Verification, the official adds, is not a new innovation; Cabinet of Ministers Resolution No. 411 (dated 25 April 2018 on certain issues of the electronic healthcare system) clearly states that all registers in the central database of the electronic healthcare system must be verified against state registers.

Photo: Oleksandr Ratushnyak

As of 1 July, 89% of children and 95% of patients overall (30 million out of 35 million registered) have been successfully verified, said Nataliya Husak.

“This indicates that the system inspires confidence not only among international partners who finance the medical guarantee programme, but also among our main stakeholders – the Ministry of Finance, the Ministry of Health, and law enforcement agencies. And this is important because this trust will be measured in terms of the amount of funding that can be additionally allocated in the coming years,” explained the representative of the National Health Service.

What will happen to payments for children who are not verified?

Nataliya Husak hopes that most of them will eventually pass the verification process. As for those who are abroad or whose parents do not wish to verify them – believing that the state should guarantee medical services regardless – communication is ongoing, so this will “definitely be a challenge for medical workers”.

One approach, according to Husak, could involve cooperation with the Ministry of Social Policy, which has also begun verifying social payments.

“They also have their own mechanism for suspending social payments for people who have not physically come to the Pension Fund and have not been able to verify their identity. I think this could also be one of the solutions that we are currently working on together with experts,” said the Head of the NHSU.

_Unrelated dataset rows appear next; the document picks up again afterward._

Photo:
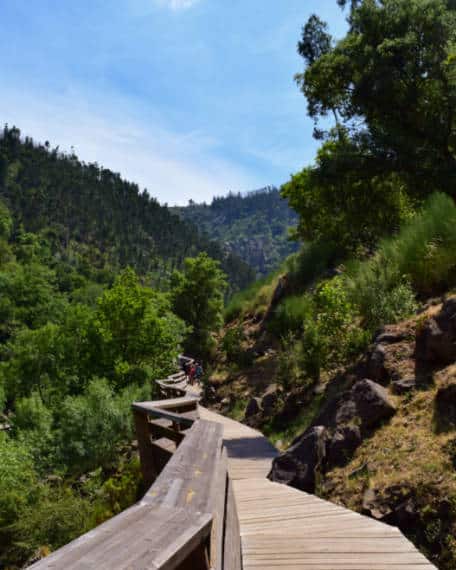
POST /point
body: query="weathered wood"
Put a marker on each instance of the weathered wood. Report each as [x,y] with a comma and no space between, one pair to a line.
[232,557]
[158,431]
[148,467]
[189,478]
[172,404]
[141,537]
[196,516]
[218,523]
[178,419]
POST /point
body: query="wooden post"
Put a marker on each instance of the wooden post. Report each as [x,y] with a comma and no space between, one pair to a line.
[146,451]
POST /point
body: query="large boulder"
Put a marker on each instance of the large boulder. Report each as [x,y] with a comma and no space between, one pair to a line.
[270,399]
[300,465]
[372,403]
[445,406]
[436,341]
[376,364]
[366,403]
[343,444]
[253,408]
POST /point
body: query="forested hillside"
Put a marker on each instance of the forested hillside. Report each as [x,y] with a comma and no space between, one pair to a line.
[346,356]
[97,298]
[91,215]
[255,226]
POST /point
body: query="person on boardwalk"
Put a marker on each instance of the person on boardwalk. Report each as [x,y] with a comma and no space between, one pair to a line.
[199,371]
[191,373]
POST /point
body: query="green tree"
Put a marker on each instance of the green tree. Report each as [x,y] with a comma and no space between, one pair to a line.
[388,82]
[197,298]
[138,335]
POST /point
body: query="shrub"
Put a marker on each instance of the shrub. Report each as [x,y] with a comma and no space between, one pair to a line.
[380,293]
[291,314]
[421,259]
[33,425]
[293,364]
[255,298]
[425,248]
[92,425]
[58,517]
[310,263]
[232,346]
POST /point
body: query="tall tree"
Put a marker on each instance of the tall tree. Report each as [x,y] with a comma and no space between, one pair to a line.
[197,297]
[391,84]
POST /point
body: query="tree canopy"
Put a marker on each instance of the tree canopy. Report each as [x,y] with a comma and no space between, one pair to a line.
[390,85]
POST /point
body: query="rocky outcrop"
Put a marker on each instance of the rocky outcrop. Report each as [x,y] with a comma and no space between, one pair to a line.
[343,444]
[436,341]
[340,428]
[253,408]
[301,464]
[270,399]
[445,406]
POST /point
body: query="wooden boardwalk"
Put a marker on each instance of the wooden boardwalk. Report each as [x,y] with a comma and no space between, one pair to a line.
[282,527]
[210,506]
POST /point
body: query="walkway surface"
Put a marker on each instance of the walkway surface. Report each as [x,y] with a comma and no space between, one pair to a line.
[282,527]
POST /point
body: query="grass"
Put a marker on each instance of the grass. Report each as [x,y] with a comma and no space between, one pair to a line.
[405,450]
[237,412]
[285,435]
[255,298]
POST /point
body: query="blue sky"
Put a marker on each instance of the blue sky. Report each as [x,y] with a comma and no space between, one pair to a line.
[189,98]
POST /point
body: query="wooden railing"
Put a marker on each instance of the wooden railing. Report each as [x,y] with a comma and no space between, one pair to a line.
[187,519]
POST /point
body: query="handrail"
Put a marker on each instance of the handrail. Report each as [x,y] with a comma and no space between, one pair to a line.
[187,517]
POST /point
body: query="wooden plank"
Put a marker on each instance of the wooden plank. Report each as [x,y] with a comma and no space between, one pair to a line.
[172,404]
[218,525]
[148,468]
[158,431]
[232,542]
[189,478]
[178,419]
[146,538]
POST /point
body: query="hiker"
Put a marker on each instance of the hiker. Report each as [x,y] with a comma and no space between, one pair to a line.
[191,373]
[199,371]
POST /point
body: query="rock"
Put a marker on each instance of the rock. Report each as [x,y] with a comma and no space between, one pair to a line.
[343,444]
[404,385]
[445,406]
[366,403]
[436,342]
[390,336]
[376,364]
[253,407]
[371,505]
[372,403]
[57,480]
[300,465]
[269,399]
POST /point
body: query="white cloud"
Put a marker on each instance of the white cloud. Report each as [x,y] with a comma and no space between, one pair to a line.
[177,4]
[174,167]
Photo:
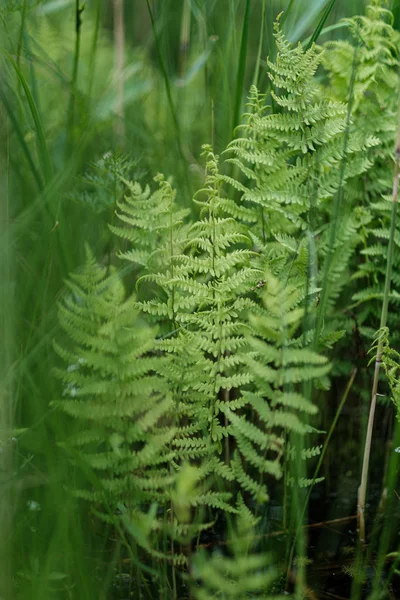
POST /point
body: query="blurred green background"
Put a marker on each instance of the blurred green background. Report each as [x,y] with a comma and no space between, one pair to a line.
[81,85]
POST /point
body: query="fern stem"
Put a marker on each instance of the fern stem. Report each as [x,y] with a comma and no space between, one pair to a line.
[321,458]
[336,210]
[362,491]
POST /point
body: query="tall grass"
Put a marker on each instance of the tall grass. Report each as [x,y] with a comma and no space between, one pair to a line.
[61,109]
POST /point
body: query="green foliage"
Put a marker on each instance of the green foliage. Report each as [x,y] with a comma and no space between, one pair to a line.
[291,151]
[203,351]
[279,365]
[242,572]
[109,386]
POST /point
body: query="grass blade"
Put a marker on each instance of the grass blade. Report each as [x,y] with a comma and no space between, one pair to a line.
[21,139]
[41,139]
[242,65]
[321,23]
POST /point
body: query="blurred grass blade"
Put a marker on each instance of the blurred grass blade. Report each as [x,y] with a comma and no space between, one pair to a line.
[303,18]
[260,45]
[242,65]
[41,140]
[321,23]
[20,136]
[198,64]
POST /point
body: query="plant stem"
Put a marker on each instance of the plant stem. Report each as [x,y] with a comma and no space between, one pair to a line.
[362,490]
[119,64]
[71,109]
[242,66]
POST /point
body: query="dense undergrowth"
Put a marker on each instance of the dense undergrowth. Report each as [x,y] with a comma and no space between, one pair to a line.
[187,355]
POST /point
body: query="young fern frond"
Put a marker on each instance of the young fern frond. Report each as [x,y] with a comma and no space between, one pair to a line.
[111,389]
[239,574]
[279,366]
[152,225]
[290,157]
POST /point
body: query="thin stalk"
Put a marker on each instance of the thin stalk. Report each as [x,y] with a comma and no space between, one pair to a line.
[119,65]
[41,138]
[71,109]
[92,59]
[362,491]
[168,90]
[184,40]
[317,470]
[7,301]
[260,45]
[324,297]
[321,23]
[242,65]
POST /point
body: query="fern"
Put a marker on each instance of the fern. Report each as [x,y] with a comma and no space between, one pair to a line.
[241,574]
[292,156]
[279,365]
[111,389]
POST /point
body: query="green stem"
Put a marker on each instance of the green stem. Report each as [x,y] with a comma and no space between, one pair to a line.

Photo: Oleksandr Ratushnyak

What other changes await the healthcare system

Nataliya Husak reminds us that the goal of the National Health Service is to create a civilised market for medical services. However, she acknowledges that, at present, it appears that demand for services is being met by overdiagnosis for the purpose of generating payments. Accordingly, this situation requires regulation.

"We are overpaying hundreds of millions of hryvnyas where one-day surgery could be performed," says Husak.

At the same time, in the 5-10-year perspective, the head of the NHSU predicts that the medical services market will undergo a reformatting: some segments will lose their relevance, while others will appear. For example, the number of chronic diseases is increasing due to the war. And the demographic situation will lead to a need for nursing care services and, in general, nursing care hospitals, which the medical system currently lacks. 

"We also have a prototype of compulsory health insurance in the form of a purchaser, in the form of medical guarantee programmes, but we also have certain tools for purchasing medical services that have not yet been implemented in our segment and that we can use.

At one of the meetings, we considered highly specialised medical services, such as cardiac surgery, for example. ...The National Health Service of Ukraine is preparing to procure medical services not only through selective contracting and concentration of services, but also by standardising the number of services. This will also give impetus to the development of the market. We are starting to use this little by little. For example, in the ninth package of outpatient care in 2025," said Nataliya Husak.

Nataliya Husak and Viktor Lyashko
Photo: Oleksandr Ratushnyak
Nataliya Husak and Viktor Lyashko

In general, she suggested that the NHSU would not purchase all services, but only those that are a priority for the state. "And in the eighth year of the reform, we can already measure what we are getting from such purchases in terms of public health," noted Nataliya Husak.